The prominent architect Jeffry Wyatt did most of his work remodeling and making additions and improvements to existing properties, including such great houses as Longleat in Wiltshire, Wollaton Hall in Nottinghamshire and Chatsworth in Derbyshire. According to writer Derek Linstrum, (Linstrum, Derek. “Wyatville (formerly Wyatt), Jeffry (1766-1840).” The Oxford Dictionary of National Biography. Online ed.), this was to be expected in an era when such work “had become almost an obsession” because of the desire “to answer new demands for comfort and convenience, or to express an advancement in the aristocratic hierarchy.”  (See more about Wyatt below.)

The “Survey of London” is one of my favorite sources for checking out what people did to their houses, whether they were living in them or simply owned and rented them out.

http://www.british-history.ac.uk/survey-london/vol40/pt2/pp117-166

While this example for No. 4 Grosvenor Square predates the Regency, I love the details, including the builder Henry Flitcroft’s conclusion at the end of his report to the Earl of Malden. We can all only hope our projects will be “pursued with all proper dispatch”!!

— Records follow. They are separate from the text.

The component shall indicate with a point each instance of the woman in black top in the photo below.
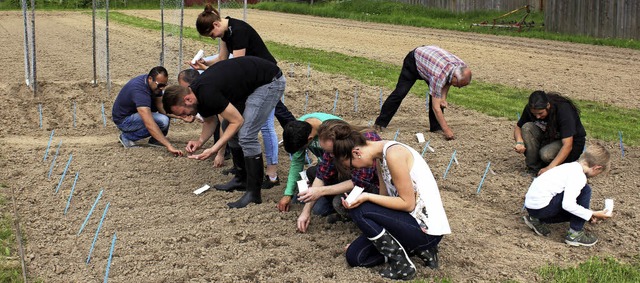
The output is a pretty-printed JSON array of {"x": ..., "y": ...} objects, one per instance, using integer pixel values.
[{"x": 549, "y": 132}]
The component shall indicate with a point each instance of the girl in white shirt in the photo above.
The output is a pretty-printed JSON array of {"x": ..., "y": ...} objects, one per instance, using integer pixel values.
[{"x": 406, "y": 218}]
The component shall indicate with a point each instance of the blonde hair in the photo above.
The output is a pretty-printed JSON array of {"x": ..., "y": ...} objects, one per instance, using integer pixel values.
[{"x": 597, "y": 155}]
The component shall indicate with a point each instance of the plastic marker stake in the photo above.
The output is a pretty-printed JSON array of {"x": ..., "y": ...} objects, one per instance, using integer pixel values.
[
  {"x": 86, "y": 219},
  {"x": 335, "y": 103},
  {"x": 113, "y": 245},
  {"x": 483, "y": 176},
  {"x": 355, "y": 101},
  {"x": 64, "y": 173},
  {"x": 74, "y": 114},
  {"x": 201, "y": 189},
  {"x": 46, "y": 151},
  {"x": 104, "y": 118},
  {"x": 302, "y": 186},
  {"x": 197, "y": 57},
  {"x": 621, "y": 144},
  {"x": 424, "y": 150},
  {"x": 449, "y": 166},
  {"x": 608, "y": 206},
  {"x": 95, "y": 237},
  {"x": 53, "y": 162},
  {"x": 40, "y": 114},
  {"x": 353, "y": 195},
  {"x": 303, "y": 175},
  {"x": 71, "y": 193}
]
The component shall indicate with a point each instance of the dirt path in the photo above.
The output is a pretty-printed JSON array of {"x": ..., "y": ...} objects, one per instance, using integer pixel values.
[
  {"x": 167, "y": 234},
  {"x": 597, "y": 73}
]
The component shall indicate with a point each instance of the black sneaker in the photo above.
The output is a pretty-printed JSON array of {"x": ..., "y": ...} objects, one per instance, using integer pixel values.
[{"x": 268, "y": 184}]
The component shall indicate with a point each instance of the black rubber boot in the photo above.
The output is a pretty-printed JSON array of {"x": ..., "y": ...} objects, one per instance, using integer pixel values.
[
  {"x": 400, "y": 265},
  {"x": 255, "y": 171},
  {"x": 238, "y": 182}
]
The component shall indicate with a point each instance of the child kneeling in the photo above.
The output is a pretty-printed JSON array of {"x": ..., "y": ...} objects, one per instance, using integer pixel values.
[{"x": 563, "y": 195}]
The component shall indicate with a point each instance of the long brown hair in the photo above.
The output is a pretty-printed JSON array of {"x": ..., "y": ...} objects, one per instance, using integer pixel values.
[{"x": 204, "y": 23}]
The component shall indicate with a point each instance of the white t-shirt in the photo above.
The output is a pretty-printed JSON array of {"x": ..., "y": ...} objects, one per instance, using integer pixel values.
[
  {"x": 429, "y": 211},
  {"x": 568, "y": 178}
]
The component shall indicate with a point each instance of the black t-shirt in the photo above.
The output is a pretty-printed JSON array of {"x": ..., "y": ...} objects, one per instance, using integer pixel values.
[
  {"x": 231, "y": 81},
  {"x": 242, "y": 36},
  {"x": 567, "y": 122}
]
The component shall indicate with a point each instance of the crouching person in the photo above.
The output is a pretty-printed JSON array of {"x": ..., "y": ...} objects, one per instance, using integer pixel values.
[
  {"x": 563, "y": 195},
  {"x": 406, "y": 218}
]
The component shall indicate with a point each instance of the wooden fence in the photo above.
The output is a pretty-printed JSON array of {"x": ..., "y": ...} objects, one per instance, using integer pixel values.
[
  {"x": 459, "y": 6},
  {"x": 597, "y": 18}
]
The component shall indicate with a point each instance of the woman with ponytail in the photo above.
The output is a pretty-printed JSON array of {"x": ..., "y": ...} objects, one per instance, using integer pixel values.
[
  {"x": 549, "y": 132},
  {"x": 405, "y": 219}
]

‘The Works at your House in Grosvenor Square go on very well, and as fast as the Nature of them will permit, the Steps are made down to the Lower offices by your Lordshipp’s dressing room, and I have had 3 useless Doorways, and 7 blanks or holow places in ye Lower Story walld up Solid, which is a great strengthening to the Lower part of the House, the Bricklayers are Now at Work upon the Blanks and useless doorways which your Lordshipp Ordered to be walled up on the Hall floor, which will add much strength to ye House, the Plaisterers are got to Work on ye Celing, (fn. 2) ye Doorway of the Front is altering, and when that is done I shall order the wall of the Back stair case to be underpinned. When that is done I hope to be able to report the House secure. ‘The fitting up ye Dining Room (which will be a very good one) and the Hall etc. will be pursued with all proper dispatch, and hope to have done the Whole in about two Months time …’. (fn. 74)

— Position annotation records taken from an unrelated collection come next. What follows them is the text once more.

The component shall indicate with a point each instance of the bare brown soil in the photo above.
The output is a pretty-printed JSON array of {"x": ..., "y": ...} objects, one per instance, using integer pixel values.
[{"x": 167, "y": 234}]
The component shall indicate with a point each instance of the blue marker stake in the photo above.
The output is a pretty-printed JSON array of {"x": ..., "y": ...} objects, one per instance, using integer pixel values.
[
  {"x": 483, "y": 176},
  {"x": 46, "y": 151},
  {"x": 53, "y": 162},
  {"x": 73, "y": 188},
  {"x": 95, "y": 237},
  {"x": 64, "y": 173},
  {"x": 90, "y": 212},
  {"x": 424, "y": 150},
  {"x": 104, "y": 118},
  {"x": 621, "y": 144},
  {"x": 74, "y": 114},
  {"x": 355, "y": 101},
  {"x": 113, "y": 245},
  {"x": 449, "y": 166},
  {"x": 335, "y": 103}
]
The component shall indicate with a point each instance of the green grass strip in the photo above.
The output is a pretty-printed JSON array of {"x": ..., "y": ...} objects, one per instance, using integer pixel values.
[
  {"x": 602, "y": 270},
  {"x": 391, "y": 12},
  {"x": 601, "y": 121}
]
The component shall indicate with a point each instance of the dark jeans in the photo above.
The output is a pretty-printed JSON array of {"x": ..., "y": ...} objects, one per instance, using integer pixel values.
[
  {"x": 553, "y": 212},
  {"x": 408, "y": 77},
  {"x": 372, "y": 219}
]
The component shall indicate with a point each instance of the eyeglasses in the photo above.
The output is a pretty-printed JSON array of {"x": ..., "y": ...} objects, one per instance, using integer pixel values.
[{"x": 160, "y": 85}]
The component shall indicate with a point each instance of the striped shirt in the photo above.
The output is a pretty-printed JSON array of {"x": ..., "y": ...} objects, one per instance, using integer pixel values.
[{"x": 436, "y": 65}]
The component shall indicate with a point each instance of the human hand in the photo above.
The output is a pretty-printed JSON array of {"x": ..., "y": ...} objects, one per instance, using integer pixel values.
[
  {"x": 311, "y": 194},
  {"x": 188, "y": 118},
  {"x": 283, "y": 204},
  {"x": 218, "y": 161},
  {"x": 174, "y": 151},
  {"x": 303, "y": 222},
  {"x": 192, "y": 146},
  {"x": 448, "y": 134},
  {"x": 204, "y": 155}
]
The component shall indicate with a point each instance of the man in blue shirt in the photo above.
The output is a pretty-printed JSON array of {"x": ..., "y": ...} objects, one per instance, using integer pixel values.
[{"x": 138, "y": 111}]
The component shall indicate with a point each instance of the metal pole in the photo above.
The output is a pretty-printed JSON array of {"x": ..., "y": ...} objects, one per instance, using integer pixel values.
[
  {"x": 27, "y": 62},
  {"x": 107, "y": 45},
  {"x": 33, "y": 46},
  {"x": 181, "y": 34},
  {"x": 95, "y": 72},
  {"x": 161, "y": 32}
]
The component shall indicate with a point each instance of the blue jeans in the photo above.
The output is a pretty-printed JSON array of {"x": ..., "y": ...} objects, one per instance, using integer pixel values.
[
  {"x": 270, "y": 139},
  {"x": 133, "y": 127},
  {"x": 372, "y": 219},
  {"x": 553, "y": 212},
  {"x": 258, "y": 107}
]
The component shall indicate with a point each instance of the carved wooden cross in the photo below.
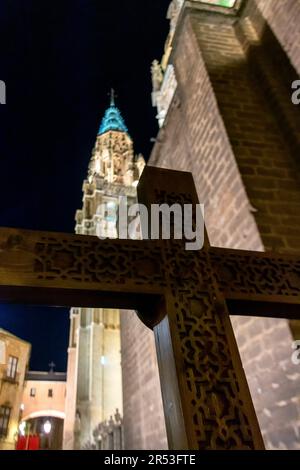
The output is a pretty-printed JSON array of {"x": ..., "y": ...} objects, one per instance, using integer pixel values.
[{"x": 185, "y": 296}]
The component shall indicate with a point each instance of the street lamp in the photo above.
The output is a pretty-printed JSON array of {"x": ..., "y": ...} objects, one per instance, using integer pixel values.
[{"x": 47, "y": 427}]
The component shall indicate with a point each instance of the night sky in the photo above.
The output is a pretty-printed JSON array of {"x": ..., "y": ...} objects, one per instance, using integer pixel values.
[{"x": 59, "y": 59}]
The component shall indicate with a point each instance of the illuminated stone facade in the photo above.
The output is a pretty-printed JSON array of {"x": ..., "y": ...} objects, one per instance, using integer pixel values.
[
  {"x": 14, "y": 359},
  {"x": 94, "y": 379}
]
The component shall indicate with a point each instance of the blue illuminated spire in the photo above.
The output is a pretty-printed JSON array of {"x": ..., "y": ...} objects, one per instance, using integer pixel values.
[{"x": 112, "y": 120}]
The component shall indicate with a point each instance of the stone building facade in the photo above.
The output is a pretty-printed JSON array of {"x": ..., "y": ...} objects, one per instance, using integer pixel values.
[
  {"x": 14, "y": 360},
  {"x": 231, "y": 123},
  {"x": 97, "y": 359}
]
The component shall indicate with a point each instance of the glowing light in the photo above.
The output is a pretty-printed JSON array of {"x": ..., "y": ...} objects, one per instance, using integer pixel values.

The exterior improvements at No. 88 Brook Street (formerly No. 33) are very typical to bring an older house into the current fashion during the Regency, with the longer “French” windows and ironwork: “In 1822–4 C. R. Cockerell made alterations for the lessee Henry Trail costing £3,384. (fn. 99) It must have been at about that period—and therefore just possibly at his hands—that the first-floor windows were lengthened and a continuous iron balcony and projecting Ionic porch added.”  The same treatment can be seen in this photo of No. 36 Brook Street. 

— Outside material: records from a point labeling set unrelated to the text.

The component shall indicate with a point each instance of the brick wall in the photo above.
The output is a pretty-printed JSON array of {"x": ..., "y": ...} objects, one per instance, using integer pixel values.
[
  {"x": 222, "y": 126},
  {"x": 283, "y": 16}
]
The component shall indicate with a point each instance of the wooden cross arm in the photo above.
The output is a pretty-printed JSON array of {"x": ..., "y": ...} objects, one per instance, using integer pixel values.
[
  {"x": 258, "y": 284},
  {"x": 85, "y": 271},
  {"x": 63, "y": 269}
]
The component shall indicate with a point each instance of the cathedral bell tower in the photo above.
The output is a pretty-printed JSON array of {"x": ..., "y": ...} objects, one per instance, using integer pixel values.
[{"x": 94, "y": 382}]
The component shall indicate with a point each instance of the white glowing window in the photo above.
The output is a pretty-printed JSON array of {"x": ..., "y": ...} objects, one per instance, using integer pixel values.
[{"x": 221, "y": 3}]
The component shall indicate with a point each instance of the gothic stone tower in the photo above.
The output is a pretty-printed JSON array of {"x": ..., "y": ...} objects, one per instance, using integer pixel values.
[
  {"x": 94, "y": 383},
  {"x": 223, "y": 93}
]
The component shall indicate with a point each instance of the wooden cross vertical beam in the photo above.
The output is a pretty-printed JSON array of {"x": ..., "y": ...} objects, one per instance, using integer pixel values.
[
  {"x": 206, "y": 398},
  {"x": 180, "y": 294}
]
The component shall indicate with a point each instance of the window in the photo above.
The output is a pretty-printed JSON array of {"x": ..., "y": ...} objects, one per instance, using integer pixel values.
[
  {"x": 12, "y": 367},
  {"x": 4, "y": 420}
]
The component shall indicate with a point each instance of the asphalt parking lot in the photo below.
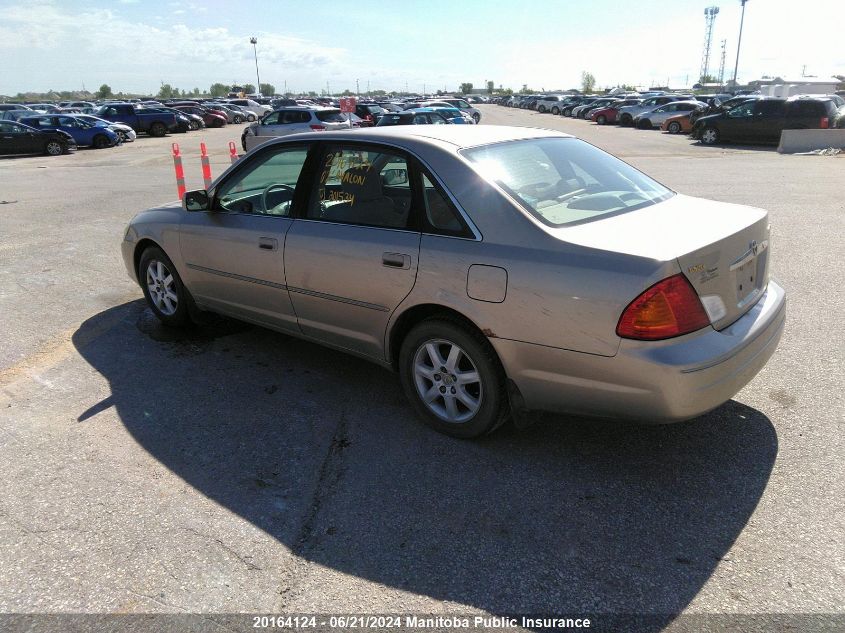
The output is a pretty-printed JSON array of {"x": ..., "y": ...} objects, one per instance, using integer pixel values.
[{"x": 234, "y": 469}]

The story for No. 39 (formerly No. 50) Brook Street is especially interesting because the home’s resident was Sir Jeffry Wyatville, originally known as Jeffry Wyatt (1766-1840), one of the prominent architects working during the Regency. According to a biography at http://www.victorianweb.org/victorian/art/architecture/wyattville/index.html, Wyatt was a member of a well-known dynasty of successful, prominent architects. At the time he was apprenticed to his uncle James Wyatt, the latter was considered “the most fashionable of London architects” and in 1796 was Surveyor-General and Comptroller of the Office of Works. Jeffry, however, followed his own more modern path to success, forming a partnership with John Armstrong, a prominent carpenter and building contractor, whose workshops and timber yard were located on the triangular site at the corner of Brook’s Mews and Avery Row, behind No. 39 (then 50) Brook Street. According to writer Kenneth Allinson, “This was the kind of move which some architects, like John Soane, looked down on; but it demonstrated that “the age of professionalism had arrived” (Allinson, Kenneth. Architects and Architecture of London: A Celebration of the Significant Architects Who Have Contributed to the Fabric of the Capital. Oxford: Architectural Press, 2008 p.131).

Wyatt went on to serve “an extraordinarily distinguished clientele”, including seventeen Earls and “a grand total of four sovereigns.” Wyatt won the commission to “restore, alter and extend Windsor Castle against stiff competition from Sir John Soane, John Nash and Robert Smirke”, and in 1828 he was knighted for his work.

In 1802 Jeffry Wyatt obtained sole possession of No. 39 Brook Street. He was granted a sixty-three-year lease of the house on payment of a fine of £2,556 and, “after reroofing it and carrying out various repairs costing nearly £1,000, he lived there until his death in 1840.”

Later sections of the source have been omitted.